Colombo’s order to the Red Cross to cut back its work at Tamil internment camps is an outrage. The world must boycott Sri Lanka until it starts releasing detainees
July 10, 2009
There is something despicable about forcing doctors to lie about war crimes. By their calling, doctors are committed to relieving human suffering, to helping the sick and preventing disease. It is therefore particularly disturbing to see the five doctors who remained with the besieged Tamil civilians as the Sri Lankan Army closed in being paraded before journalists to deny their earlier casualty reports. Men who risked their lives to save lives are now being forced to take part in a political charade to cover up the appalling suffering two months ago — suffering that is still being inflicted on 300,000 Tamils interned in detention camps in northern Sri Lanka.
As the army squeezed the Tamil Tigers into an ever smaller strip of beach, the doctors were the only source of news about the slaughter caused by the military’s indiscriminate shelling. The United Nations found that more than 7,000 civilians were killed between January and May. Subsequent aerial photographs of beach graves, revealed in The Times, suggested that the figure was more than 20,000. World outrage embarrassed the Colombo Government. The doctors were swiftly arrested and nothing further was heard of them until Wednesday.
Their recantation, clearly made under duress, was as ludicrous as it was humiliating. Mechanically rehearsed but clearly nervous, they drastically reduced the death toll estimates, denied that a key hospital had been shelled and insisted that they had been forced to exaggerate the totals by Tiger fighters. In response the UN yesterday asserted tersely that it stood by its figures.

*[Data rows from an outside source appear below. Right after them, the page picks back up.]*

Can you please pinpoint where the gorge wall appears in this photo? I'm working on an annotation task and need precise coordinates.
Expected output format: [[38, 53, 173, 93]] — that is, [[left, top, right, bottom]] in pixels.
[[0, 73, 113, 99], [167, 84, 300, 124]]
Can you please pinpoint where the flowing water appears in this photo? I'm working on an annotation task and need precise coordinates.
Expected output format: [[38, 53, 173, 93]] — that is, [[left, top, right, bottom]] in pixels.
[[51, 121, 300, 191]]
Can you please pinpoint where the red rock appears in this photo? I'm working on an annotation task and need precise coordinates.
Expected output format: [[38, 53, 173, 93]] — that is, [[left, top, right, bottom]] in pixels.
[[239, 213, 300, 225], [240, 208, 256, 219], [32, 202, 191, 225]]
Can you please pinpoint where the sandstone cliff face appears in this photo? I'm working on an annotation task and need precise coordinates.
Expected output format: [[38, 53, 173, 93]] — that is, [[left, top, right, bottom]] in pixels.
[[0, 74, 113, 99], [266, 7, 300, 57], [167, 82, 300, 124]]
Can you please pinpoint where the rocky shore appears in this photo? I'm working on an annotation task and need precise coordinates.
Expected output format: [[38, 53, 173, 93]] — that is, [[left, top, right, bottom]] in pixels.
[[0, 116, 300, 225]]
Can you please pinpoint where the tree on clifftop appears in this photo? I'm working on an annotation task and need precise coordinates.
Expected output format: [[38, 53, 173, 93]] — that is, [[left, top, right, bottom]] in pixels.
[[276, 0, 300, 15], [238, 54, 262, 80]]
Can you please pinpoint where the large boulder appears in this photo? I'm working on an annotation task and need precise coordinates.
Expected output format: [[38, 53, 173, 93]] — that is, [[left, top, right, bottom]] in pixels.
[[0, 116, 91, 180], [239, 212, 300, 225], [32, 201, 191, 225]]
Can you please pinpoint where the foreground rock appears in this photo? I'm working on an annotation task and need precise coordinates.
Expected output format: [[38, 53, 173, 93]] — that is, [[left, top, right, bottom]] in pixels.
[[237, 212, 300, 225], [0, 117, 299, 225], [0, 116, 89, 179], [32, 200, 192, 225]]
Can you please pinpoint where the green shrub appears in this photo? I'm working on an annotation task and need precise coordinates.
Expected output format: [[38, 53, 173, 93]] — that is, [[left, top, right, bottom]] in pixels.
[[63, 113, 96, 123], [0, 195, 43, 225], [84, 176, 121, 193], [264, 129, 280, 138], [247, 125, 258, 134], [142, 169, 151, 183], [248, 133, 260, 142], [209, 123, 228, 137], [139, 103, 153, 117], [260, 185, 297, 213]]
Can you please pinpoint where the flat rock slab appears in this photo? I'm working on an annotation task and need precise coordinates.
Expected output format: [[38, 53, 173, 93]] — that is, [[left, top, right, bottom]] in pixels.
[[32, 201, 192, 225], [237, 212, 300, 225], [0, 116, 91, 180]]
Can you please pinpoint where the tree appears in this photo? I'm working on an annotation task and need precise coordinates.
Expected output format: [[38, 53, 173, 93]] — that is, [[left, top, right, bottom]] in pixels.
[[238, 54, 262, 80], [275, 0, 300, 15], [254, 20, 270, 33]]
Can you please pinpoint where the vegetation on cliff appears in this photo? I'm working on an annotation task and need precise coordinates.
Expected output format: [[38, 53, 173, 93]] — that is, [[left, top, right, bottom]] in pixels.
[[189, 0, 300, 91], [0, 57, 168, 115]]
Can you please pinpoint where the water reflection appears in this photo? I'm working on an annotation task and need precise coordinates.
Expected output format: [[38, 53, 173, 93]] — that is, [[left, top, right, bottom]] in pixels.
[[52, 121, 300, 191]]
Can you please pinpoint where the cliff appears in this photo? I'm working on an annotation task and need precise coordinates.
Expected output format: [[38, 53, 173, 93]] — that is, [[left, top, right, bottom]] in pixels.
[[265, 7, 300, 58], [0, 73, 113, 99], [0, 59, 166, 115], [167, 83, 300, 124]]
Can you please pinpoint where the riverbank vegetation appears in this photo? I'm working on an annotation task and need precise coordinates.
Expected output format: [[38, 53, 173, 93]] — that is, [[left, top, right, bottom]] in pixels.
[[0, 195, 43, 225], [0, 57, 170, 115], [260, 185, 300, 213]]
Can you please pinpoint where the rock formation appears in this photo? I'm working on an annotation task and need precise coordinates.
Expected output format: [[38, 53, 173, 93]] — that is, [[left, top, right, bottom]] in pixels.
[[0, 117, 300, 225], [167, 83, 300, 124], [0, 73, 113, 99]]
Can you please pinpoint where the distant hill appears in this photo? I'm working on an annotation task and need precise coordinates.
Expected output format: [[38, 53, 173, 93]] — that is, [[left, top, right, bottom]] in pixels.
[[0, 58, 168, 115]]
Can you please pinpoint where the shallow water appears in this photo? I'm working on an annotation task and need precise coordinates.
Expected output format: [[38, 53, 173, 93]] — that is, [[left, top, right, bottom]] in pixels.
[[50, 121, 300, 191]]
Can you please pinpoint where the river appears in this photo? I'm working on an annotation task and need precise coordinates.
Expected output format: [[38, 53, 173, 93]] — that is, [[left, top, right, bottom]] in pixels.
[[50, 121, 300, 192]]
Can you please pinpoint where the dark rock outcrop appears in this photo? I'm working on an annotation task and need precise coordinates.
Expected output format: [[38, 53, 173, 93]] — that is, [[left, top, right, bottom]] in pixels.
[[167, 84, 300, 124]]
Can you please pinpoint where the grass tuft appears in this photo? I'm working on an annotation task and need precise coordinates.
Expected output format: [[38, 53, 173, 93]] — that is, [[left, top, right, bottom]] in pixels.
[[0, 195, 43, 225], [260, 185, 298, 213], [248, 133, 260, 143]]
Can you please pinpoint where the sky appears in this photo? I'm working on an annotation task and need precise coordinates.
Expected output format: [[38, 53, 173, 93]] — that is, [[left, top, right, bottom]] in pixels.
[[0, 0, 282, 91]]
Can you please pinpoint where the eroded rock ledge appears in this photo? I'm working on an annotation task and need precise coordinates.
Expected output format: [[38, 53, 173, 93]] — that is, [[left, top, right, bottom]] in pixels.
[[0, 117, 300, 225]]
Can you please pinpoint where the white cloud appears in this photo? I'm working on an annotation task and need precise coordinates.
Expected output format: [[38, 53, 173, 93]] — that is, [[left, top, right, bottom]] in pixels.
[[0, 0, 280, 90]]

Few people will be fooled by Colombo’s crude attempt at a propaganda victory. For the Government took a far more sinister and callous step yesterday when it ordered the International Committee of the Red Cross to scale back its operations in Sri Lanka, leave the camps where it has been monitoring conditions and halt its aid programmes. The need for expatriate assistance was much less now than before, the Government asserted. Sri Lankans were fully able to meet all the needs of those detained in “welfare villages”.
The claim is an outrageous lie. Senior international aid figures said yesterday that about 1,400 people a week are dying at one of the big internment camps. Tamil civilians, rounded up after the government victory on the pretext of a security need to weed out former fighters, are suffering from hunger, disease, insanitary conditions, overcrowding and the enforced separation of families. The Government has taken almost no steps to free them. Indeed, a former Sri Lankan foreign minister has accused it of a policy of deliberate “ethnic cleansing” to change the population balance.
Colombo’s order puts the Red Cross in a difficult position. Historically, it has rarely spoken out — even about Nazi concentration camps — so as not to jeopardise access to those in greatest danger. It was the only aid agency allowed inside the war zone in the final stages of the conflict. But its few statements angered the Government. Sri Lanka wants no witnesses to what is now being done in these modern concentration camps.
If the Red Cross is forced to withdraw, however, the outside world should step in. The Sri Lankan Government is awaiting a $1.9 billion loan from the International Monetary Fund to address its balance-of-payments crisis and postwar development. None of this money should be paid until independent aid agencies are guaranteed access to the Tamil camps and until Sri Lanka starts to release those detained. Other world bodies — the Commonwealth, the United Nations and even world cricketing organisations — should boycott Colombo until reconciliation begins. A nation cannot run concentration camps and expect the world to look away.